Amar la
Tierra, la propia, como si fuese la tierra prometida, por mucho que ajena sea
la que pisas todas las mañanas, y la que te cobija todas las noches.
Cuenca
reflejada en nuestras pupilas como árboles en el Júcar, o nuestra propia imagen
que sueña más que recuerda el sonido estridente de las campanas, porque en
Cuenca todavía suenan las campanas en las largas tardes de verano, en las frías
madrugadas de invierno.
Cuenca,
siempre Cuenca, con todo ese espíritu castellano, ese acento a veces duro, en
ocasiones dulce, y casi siempre con un doble sentido que despista el forastero.

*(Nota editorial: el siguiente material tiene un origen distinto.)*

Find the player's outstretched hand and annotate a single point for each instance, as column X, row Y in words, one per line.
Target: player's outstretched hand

Cuenca tierra intima como la alcoba de los recién casados con la esposa ya en
estado de buena esperanza, celosa del fruto de su vientre, pero que ha de dejar
las sábanas manchadas.
En Cuenca
suenan las campanas y el repique llega hasta tierras lejanas, donde se le echa
de menos cada mañana.
Que nadie me
pida, ni siquiera me diga que escoja entre el sueño y el deseo, entre el estar
y el querer, porque Cuenca lo es todo, hasta en sus vaciadas entrañas, que,
aunque calla no otorga, ni se pone de rodillas llorando sus penas. Cuenca es
más que un esqueleto del pasado, más que un trozo de la olvidada Castilla,
Cuenca es agua y es rabia, que calla y obra al repique de las campanas.